Being seen as lazy wasn’t something I was used to people telling me. In fact, when I had been building my business, I was working so much that my staff had told me to take a vacation before I had a heart attack. It became very apparent to me after my conversation with Cassidy that I lived in extremes. Either I was doing everything, or nothing. Either I was an over achiever, or achieving nothing. And if that was my personality – and I knew it was – then I’d rather be doing everything and be an over achiever.

There were plenty of activities I could have been doing while at the treatment center, but I hadn’t signed up for them. Instead, I had opted to spend as much time in bed sleeping and avoiding everyone else on the unit.

But that time was over. Instead of being lazy, I was going back to my active self. I could only imagine how much easier being active would be if I wasn’t drunk or high on some substance.

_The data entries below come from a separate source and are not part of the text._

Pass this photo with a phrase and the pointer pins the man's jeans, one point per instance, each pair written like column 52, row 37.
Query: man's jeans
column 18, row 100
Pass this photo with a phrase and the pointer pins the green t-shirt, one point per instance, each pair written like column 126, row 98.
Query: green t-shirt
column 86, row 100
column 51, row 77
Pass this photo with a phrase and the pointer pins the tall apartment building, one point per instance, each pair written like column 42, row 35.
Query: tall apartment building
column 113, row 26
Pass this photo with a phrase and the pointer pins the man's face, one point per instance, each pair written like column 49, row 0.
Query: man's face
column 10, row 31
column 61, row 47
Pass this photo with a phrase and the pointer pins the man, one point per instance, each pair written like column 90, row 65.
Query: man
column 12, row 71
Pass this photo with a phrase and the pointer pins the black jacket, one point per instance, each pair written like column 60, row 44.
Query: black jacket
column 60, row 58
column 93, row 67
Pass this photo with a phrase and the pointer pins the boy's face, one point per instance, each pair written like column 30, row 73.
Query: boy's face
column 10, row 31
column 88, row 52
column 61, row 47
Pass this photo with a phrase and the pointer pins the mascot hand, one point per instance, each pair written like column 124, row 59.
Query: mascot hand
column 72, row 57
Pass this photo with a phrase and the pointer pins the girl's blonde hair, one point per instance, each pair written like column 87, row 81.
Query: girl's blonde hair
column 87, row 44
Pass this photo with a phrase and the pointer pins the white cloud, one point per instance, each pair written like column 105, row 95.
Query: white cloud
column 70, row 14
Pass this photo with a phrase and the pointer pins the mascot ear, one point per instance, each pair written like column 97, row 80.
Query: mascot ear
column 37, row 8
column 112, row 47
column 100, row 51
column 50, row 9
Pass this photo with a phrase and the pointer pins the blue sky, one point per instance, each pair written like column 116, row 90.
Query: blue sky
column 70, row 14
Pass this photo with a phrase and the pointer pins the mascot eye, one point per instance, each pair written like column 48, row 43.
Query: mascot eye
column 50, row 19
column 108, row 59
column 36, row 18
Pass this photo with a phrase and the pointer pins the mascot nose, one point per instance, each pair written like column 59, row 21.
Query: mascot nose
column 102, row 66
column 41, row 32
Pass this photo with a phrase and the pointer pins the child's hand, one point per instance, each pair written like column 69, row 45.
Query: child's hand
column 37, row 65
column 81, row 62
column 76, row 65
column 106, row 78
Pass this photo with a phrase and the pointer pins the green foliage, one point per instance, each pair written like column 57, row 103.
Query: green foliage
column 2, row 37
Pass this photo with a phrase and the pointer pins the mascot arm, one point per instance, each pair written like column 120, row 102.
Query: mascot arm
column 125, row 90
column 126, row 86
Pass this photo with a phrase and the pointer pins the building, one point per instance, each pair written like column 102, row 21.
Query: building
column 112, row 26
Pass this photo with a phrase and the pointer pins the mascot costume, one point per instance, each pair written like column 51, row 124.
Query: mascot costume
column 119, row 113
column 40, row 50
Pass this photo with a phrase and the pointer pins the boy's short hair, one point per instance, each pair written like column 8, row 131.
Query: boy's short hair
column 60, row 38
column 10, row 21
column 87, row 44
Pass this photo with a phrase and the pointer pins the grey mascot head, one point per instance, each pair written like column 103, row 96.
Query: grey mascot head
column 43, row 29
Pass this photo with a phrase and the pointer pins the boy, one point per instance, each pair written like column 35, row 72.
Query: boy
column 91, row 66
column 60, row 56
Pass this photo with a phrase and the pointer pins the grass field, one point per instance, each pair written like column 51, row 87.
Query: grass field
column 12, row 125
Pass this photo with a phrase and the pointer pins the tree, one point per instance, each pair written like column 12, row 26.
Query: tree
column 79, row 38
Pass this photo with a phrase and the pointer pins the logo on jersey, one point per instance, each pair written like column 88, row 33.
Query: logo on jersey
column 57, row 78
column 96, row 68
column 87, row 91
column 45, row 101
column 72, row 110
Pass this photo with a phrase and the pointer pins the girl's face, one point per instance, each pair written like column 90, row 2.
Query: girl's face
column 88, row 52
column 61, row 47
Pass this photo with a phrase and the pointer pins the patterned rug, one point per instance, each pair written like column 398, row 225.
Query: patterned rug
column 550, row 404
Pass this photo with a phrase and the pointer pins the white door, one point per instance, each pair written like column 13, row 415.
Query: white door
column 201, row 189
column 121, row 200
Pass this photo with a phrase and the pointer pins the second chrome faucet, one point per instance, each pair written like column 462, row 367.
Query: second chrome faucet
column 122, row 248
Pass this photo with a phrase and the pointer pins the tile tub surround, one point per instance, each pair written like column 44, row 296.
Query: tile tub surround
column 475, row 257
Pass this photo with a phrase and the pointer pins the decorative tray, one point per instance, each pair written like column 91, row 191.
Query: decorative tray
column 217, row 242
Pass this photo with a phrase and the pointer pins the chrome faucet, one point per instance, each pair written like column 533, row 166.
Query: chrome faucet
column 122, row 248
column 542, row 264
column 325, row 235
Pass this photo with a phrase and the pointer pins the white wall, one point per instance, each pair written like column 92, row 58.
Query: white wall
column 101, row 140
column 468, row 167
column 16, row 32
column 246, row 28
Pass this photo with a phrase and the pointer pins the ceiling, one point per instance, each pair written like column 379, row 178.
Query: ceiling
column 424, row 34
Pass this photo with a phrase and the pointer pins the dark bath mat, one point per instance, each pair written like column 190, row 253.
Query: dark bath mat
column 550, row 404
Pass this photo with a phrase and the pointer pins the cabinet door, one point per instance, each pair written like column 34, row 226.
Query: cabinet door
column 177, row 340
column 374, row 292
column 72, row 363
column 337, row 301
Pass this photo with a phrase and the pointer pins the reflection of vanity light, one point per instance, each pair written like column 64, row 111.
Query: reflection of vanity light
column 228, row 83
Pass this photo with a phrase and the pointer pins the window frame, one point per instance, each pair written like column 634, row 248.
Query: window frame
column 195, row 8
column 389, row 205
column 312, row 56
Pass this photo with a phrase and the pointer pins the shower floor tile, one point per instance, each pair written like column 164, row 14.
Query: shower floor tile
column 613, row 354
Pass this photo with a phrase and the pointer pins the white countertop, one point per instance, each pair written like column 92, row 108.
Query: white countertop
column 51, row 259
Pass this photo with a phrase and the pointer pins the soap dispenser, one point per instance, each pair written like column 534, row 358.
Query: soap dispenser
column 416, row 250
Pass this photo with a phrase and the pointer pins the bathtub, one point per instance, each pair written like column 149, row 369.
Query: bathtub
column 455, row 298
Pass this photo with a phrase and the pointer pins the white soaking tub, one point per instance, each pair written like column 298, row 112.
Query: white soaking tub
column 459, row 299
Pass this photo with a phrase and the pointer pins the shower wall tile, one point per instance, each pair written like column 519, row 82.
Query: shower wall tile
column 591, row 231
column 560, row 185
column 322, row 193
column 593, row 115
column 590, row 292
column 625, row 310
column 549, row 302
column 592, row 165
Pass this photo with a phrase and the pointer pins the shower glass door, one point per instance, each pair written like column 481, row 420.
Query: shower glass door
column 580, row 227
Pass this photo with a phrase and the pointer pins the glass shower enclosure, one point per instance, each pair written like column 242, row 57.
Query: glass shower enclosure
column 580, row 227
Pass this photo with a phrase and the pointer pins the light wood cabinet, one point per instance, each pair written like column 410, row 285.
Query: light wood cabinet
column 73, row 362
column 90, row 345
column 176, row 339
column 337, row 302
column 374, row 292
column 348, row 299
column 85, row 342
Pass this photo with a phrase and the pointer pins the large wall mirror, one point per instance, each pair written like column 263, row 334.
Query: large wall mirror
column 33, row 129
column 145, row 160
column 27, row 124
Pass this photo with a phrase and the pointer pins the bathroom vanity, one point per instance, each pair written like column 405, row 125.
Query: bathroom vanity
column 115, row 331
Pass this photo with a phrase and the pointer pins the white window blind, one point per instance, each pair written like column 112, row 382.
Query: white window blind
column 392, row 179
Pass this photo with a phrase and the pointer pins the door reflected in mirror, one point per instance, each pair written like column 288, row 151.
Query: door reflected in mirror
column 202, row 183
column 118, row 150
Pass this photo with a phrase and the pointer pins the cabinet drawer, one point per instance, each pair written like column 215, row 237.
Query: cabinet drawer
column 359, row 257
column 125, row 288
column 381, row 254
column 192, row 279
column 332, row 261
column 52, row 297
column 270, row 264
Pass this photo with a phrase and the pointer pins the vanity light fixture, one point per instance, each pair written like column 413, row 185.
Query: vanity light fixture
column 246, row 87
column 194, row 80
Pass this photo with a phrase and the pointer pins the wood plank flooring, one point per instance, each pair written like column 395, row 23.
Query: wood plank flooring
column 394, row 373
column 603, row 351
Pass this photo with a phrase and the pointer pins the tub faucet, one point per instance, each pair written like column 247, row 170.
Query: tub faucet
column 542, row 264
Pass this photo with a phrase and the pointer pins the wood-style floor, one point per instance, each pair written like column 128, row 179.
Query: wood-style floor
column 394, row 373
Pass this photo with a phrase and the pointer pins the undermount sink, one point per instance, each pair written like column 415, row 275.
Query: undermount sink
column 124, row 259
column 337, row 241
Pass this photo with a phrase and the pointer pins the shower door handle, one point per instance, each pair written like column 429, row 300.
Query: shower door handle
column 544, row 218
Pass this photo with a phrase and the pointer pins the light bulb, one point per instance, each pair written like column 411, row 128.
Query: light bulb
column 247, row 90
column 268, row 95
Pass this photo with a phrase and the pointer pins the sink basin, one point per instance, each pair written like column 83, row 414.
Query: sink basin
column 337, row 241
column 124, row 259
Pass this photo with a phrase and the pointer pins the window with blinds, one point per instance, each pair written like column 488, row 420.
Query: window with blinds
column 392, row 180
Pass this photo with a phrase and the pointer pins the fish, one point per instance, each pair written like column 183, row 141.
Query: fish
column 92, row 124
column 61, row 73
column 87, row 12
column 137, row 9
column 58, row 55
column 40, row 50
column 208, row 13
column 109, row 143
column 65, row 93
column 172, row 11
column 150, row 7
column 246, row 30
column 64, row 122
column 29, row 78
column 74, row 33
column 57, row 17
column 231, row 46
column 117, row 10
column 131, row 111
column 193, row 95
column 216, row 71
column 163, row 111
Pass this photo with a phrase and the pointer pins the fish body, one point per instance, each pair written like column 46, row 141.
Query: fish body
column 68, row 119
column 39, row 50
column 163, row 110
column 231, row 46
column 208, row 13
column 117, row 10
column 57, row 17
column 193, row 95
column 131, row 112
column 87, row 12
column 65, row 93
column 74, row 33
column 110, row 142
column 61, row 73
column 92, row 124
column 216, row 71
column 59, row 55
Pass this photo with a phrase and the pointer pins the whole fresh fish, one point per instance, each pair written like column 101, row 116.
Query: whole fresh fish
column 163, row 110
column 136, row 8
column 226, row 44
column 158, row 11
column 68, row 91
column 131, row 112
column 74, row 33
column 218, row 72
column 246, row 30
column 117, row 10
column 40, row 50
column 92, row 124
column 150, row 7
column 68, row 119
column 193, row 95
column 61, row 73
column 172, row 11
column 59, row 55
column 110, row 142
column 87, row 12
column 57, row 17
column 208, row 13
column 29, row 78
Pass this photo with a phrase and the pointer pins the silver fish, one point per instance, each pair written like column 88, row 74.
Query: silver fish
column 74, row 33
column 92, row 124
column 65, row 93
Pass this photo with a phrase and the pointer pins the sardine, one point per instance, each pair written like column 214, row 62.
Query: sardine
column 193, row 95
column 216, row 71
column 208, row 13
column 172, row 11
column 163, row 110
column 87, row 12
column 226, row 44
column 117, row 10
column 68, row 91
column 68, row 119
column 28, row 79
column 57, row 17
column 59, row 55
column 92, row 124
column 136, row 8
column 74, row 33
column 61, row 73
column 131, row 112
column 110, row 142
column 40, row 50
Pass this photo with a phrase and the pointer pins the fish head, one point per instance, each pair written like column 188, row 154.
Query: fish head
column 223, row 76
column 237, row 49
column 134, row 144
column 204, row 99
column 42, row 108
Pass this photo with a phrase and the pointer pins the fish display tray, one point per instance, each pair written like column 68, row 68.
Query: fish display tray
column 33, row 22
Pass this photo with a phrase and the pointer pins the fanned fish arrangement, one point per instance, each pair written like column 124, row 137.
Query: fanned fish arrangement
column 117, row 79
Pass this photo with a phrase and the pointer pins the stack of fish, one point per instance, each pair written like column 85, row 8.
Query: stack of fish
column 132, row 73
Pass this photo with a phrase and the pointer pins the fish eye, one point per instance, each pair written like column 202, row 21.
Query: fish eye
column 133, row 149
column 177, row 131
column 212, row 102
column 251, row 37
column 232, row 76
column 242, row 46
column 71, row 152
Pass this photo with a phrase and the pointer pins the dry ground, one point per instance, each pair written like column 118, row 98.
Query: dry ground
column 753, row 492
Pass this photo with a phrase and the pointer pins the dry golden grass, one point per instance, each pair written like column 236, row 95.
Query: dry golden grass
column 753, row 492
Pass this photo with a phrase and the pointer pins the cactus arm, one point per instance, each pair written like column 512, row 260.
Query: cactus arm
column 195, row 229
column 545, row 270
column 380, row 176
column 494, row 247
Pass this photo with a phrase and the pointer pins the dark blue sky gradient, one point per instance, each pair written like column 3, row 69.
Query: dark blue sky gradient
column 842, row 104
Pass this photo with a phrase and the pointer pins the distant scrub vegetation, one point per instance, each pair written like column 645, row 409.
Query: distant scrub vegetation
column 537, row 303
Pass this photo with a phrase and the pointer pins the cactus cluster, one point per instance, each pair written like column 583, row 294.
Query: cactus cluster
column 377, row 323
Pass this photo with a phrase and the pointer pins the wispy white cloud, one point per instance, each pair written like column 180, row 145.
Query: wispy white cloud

“Sure, I’ll get you on the list. The weather is pretty bad, though, so you’ll have to bundle up. I think Melinda had a list around here somewhere.”

“Thanks. And isn’t there a yoga class sometime? I’d like to give that a try also.”

“Yes, they do yoga every morning at six,” she said with a smile.

Both Susan and I knew that I never woke up early. Mornings were like my kryptonite, but I wanted to try something new.

There was a new drive in me to actually make myself proud. Sure, it had started with Cassidy’s comments to me, and at first I had been incredibly offended. But there was some truth in what she said. I was comfortable being the lazy computer nerd type of guy. Although my body was naturally in decent shape and I still liked to lift weights at my office to blow off steam, I certainly wasn’t all that physically healthy.

Not only was I going to start participating in more of the physical things that were offered at Paradise Peak, I was also going to put some real hard effort into group sessions. I had been holding back in those for a variety of reasons, but I knew everyone in my group sessions now. There was no longer a reason to stay quiet. It was time for me to push through and see what all I could get out of my time at the center.

“Sign me up,” I said enthusiastically.

“Okay,” the nurse said skeptically as she added my name to a list. “Now, this is the kind of enthusiasm I like to see.”

Her comment warmed my heart. That was the type of feeling I wanted more often. Being noticed for doing something good was one of my favorite feelings and I hadn’t even realized it.

While I was building my tech company, I used to love when people looked shockingly at me and didn’t believe I was old enough to run a business. Their dismay and shock was uplifting to me. That element of surprise was a way I often boosted my ego.

The more I thought about my past, the more I realized that I often put on fake, shocking events in the hopes of people thinking I was better than I really was. Once, I had hired a famous musician and his band to play at my party, then went around telling everyone that he was there as a friend and we were really close. It was a stupid lie and only impressed people who I didn’t know. The band had cost over $100,000 and only played for 90 minutes.